COMMENT. The diagnosis of infant botulism may be difficult and requires a high index of suspicion. One infant in the trial who died 5 months after receiving placebo was subsequently found to have Werdnig Hoffman disease. The authors comment that infant botulism was suspected at admission in only half of the patients enrolled in the randomized trial.
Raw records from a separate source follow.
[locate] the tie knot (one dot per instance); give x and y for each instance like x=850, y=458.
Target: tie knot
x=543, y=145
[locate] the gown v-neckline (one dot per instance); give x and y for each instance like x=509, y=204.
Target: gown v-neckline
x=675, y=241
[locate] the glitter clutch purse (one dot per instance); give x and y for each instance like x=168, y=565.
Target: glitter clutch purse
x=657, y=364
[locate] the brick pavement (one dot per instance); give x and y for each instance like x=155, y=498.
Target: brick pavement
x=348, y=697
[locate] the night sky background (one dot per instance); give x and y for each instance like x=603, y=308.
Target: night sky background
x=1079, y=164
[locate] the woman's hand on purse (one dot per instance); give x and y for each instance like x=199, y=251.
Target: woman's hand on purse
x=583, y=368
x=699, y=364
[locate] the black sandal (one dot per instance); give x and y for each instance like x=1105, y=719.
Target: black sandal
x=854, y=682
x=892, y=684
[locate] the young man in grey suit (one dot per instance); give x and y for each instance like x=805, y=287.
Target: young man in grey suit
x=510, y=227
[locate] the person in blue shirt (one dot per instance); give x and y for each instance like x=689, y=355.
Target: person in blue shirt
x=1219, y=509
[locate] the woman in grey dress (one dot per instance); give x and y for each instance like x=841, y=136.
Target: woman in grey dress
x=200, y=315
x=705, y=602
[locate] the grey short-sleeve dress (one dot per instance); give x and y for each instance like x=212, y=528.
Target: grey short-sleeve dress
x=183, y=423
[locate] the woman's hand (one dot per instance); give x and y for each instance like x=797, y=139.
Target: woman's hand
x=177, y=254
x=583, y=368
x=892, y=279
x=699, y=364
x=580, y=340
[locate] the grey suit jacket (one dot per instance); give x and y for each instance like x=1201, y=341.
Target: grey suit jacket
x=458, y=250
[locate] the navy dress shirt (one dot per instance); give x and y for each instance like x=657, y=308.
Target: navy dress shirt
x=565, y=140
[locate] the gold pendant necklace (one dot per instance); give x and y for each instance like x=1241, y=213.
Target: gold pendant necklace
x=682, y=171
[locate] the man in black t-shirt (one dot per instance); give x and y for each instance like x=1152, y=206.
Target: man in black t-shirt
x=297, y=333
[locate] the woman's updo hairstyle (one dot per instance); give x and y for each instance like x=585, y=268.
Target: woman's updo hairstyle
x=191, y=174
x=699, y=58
Three-quarters of the infants needed intensive care, and half needed mechanical ventilation. Serious complications included nosocomial C difficile infection with pseudomembranous colitis and toxic shock in one infant, and one patient required surgical repair of tracheal stenosis after intubation. BIG-IV has a half-life of 28 days and will neutralize for 6 months the botulinum toxin absorbed from the colon of an infant. [2]

Three infants with a relapsing form of infant botulism (IB) were reported from the Children's Hospital of Philadelphia [3]. None had been re-exposed to honey or breast milk. Honey has been implicated in several cases in the USA [4]. Over 600 cases of IB were reported in the US in a 14 year period, the disease being endemic in California, Utah, and Pennsylvania. The disease is rare in the United Kingdom, only 2 cases reported up to 1989 [5]. Differential diagnoses include neonatal myasthenia gravis, infectious polyneuritis, congenital myopathy, infantile spinal muscular atrophy, and organic phosphate intoxication. Aminoglycoside antibiotics may exacerbate the paralysis and hypotonia. Most patients with IB recover, but recovery appears to be accelerated and complications lessened by use of BIG-IV.